# Food Dish Problems



## comrad545 (Sep 30, 2013)

Hey guys this feels like a stupid question but i cant seem to find the answer on any hedgehog forums. My hedgehog keeps filling the food dish with the wood shavings I gave for its bedding. Im wondering if this is like some kind of problem. Does it maybe not like the smell of the food and its trying to cover the smell with the wood shavings (pine). Also if it covers the food dish will it be able to find the food? I get worried so when i see this i empty the whole dish and put in a new stack of food. (I feed it high quality puppy food, beef flavor). Sorry I'm still a newbie to this hedgehog owner thing and wondering if this should be something i should be worried about.

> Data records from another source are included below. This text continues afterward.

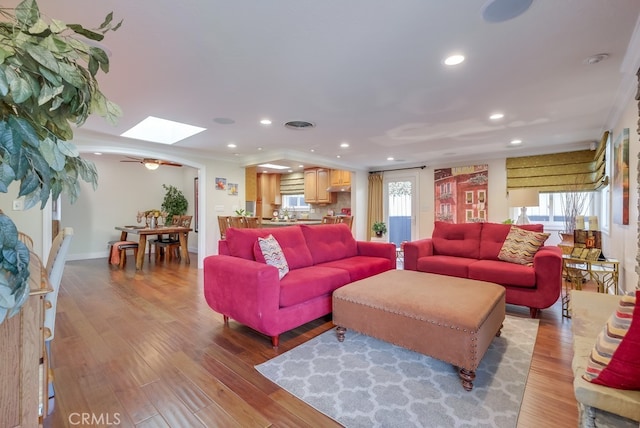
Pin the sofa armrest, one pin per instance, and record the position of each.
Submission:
(414, 250)
(547, 264)
(377, 249)
(244, 290)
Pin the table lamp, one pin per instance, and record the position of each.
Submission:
(523, 198)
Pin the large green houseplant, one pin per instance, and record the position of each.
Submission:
(174, 203)
(47, 83)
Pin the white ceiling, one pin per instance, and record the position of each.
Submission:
(366, 72)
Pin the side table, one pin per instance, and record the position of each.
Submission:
(575, 271)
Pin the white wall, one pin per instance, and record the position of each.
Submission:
(622, 241)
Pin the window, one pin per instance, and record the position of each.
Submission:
(295, 203)
(550, 210)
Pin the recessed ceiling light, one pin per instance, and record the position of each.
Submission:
(161, 131)
(594, 59)
(454, 59)
(272, 166)
(224, 120)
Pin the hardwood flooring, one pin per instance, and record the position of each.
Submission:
(143, 349)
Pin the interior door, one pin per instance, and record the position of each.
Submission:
(400, 208)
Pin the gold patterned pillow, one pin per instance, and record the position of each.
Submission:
(273, 254)
(520, 246)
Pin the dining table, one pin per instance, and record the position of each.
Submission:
(143, 232)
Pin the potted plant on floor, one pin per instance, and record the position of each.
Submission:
(379, 228)
(47, 83)
(174, 203)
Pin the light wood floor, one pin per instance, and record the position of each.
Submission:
(144, 350)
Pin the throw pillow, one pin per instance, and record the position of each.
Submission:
(615, 358)
(520, 246)
(273, 254)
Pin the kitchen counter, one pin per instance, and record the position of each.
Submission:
(271, 223)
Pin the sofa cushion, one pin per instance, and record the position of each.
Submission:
(305, 284)
(360, 267)
(615, 358)
(458, 240)
(445, 265)
(503, 273)
(329, 242)
(244, 243)
(273, 255)
(493, 235)
(521, 246)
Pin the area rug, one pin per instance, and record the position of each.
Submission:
(365, 382)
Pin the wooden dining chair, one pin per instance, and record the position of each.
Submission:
(171, 247)
(175, 221)
(252, 222)
(224, 222)
(329, 219)
(348, 220)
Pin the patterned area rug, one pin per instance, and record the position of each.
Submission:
(365, 382)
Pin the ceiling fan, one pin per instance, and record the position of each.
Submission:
(151, 163)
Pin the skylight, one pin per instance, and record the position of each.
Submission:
(273, 166)
(162, 131)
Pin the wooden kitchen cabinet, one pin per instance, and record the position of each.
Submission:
(316, 182)
(24, 368)
(340, 178)
(269, 198)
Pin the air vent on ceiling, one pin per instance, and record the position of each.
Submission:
(299, 124)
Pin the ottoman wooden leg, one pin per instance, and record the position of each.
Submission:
(467, 377)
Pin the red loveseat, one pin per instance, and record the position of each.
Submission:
(470, 250)
(321, 258)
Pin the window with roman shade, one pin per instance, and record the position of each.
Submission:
(582, 170)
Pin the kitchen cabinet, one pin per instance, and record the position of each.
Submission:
(316, 182)
(340, 178)
(269, 198)
(24, 369)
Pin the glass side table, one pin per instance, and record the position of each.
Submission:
(575, 272)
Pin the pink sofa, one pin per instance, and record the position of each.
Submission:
(470, 250)
(321, 259)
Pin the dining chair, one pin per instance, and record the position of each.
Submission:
(175, 221)
(238, 222)
(224, 222)
(170, 247)
(252, 222)
(329, 219)
(348, 220)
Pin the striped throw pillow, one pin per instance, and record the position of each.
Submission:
(520, 246)
(615, 358)
(273, 254)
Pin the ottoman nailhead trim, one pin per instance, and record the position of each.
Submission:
(407, 315)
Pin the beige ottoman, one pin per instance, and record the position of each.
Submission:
(448, 318)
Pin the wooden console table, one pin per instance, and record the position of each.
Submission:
(603, 273)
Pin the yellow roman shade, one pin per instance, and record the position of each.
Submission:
(560, 172)
(292, 184)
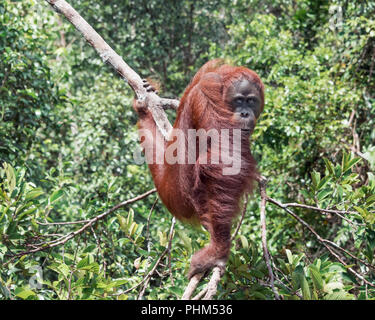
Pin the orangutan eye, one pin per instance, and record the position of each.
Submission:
(239, 100)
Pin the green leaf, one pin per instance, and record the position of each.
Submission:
(329, 166)
(56, 195)
(244, 242)
(316, 277)
(289, 255)
(24, 293)
(324, 194)
(34, 193)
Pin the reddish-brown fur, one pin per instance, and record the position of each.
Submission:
(200, 192)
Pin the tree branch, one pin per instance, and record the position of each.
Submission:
(155, 104)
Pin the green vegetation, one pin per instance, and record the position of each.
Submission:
(68, 134)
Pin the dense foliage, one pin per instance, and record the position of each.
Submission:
(68, 135)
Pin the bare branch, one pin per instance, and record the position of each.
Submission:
(262, 187)
(155, 104)
(65, 238)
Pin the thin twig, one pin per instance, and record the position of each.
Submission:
(326, 243)
(91, 222)
(262, 187)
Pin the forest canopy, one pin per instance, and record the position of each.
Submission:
(68, 137)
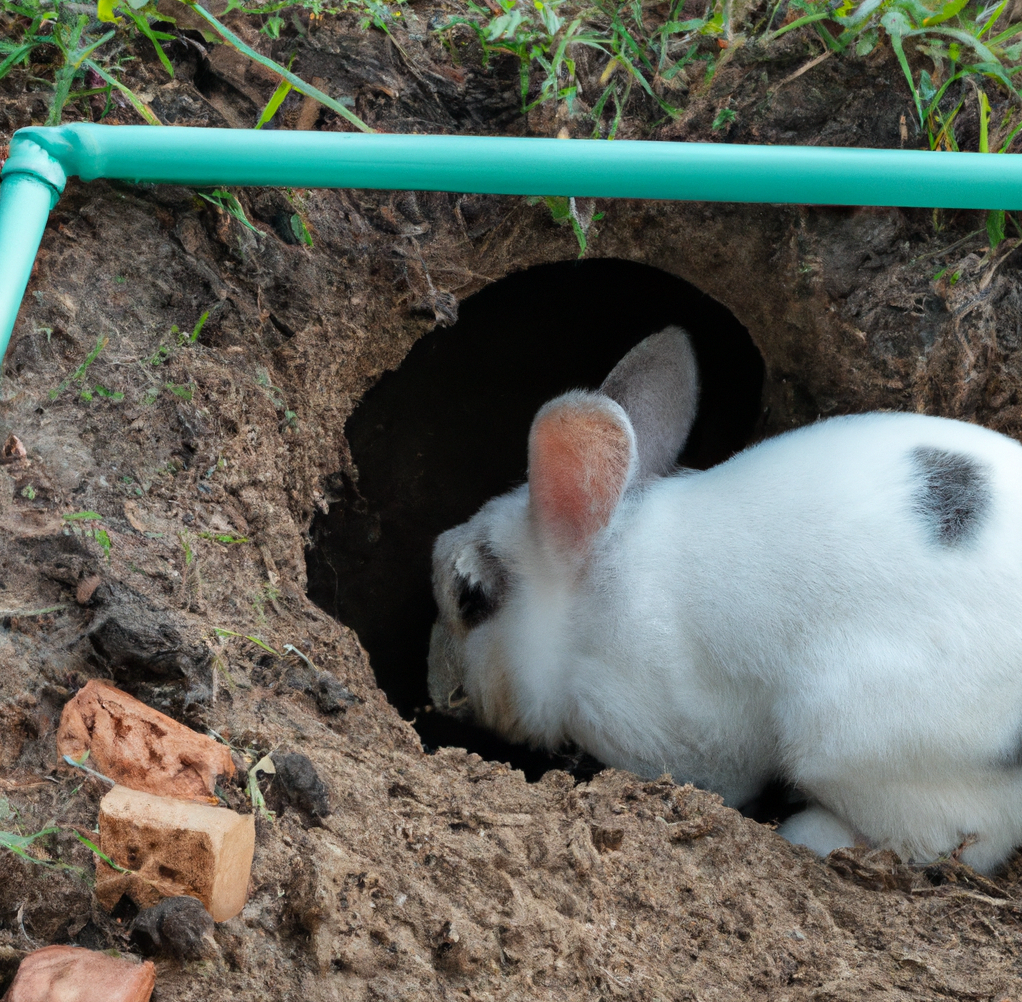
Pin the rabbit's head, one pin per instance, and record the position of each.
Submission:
(501, 579)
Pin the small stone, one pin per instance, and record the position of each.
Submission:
(180, 926)
(12, 450)
(174, 848)
(63, 973)
(87, 588)
(138, 746)
(331, 696)
(300, 783)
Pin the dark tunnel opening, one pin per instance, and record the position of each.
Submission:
(447, 430)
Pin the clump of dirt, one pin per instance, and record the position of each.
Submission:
(206, 462)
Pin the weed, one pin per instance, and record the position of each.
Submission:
(256, 640)
(78, 376)
(229, 203)
(724, 119)
(96, 42)
(19, 846)
(265, 765)
(74, 522)
(957, 36)
(565, 210)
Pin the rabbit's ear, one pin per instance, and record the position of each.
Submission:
(657, 382)
(582, 455)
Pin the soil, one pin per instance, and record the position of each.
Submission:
(230, 487)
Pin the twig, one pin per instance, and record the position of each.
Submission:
(808, 65)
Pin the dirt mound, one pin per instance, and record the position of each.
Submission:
(161, 515)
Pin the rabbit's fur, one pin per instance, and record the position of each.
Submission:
(839, 606)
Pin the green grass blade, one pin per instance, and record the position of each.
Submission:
(273, 105)
(127, 91)
(15, 56)
(296, 82)
(143, 26)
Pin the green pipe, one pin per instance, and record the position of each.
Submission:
(701, 172)
(32, 185)
(704, 172)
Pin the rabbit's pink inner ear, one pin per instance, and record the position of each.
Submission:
(579, 460)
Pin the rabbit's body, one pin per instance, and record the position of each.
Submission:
(840, 606)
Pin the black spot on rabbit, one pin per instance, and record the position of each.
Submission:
(482, 583)
(954, 495)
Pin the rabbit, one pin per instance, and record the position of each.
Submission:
(839, 606)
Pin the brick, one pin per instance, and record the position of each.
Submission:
(174, 848)
(138, 746)
(74, 974)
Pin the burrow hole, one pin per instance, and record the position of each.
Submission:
(447, 430)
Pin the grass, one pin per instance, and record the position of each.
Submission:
(592, 58)
(969, 46)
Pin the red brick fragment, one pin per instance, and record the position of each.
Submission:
(73, 974)
(174, 848)
(138, 746)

P.S I'm switching to fleece in a couple of weeks because numerous forums and sites reccommend it.


----------



## Lilysmommy (Jan 7, 2009)

That is one of the problems with shavings & bowls, especially water bowls. He might just be digging too close to the bowl & getting them in it. How big is your bowl? Maybe a bigger one would be harder to fill with shavings, or at least leave some food uncovered so he could still eat. I'm sure he would still be able to get to his food if he wanted it, but there's also a bit of risk that he might accidentally eat some pieces of shavings...not sure how likely that is, but wouldn't be a great thing either. Perhaps you could get a small piece of fleece or something & put it over the shavings, under the food bowl and see if it helps?


----------



## SugarCoatedSam (Sep 24, 2013)

My hedgehog did this all, I now use fleece but the solution I used before was to put only a fine coating of saw dust in the bottom literally just enough to cover the bottom of his cage.


----------



## comrad545 (Sep 30, 2013)

Lilysmommy said:


> That is one of the problems with shavings & bowls, especially water bowls. He might just be digging too close to the bowl & getting them in it. How big is your bowl? Maybe a bigger one would be harder to fill with shavings, or at least leave some food uncovered so he could still eat. I'm sure he would still be able to get to his food if he wanted it, but there's also a bit of risk that he might accidentally eat some pieces of shavings...not sure how likely that is, but wouldn't be a great thing either. Perhaps you could get a small piece of fleece or something & put it over the shavings, under the food bowl and see if it helps?


Hmmm yeah a bigger bowl might help! will try later  my little guy moves the bowl around a lot too. Most of the time its right in front of his igloo (full of the shavings). Im thinking of getting the ones for puppies, the one with rubber underneath.


----------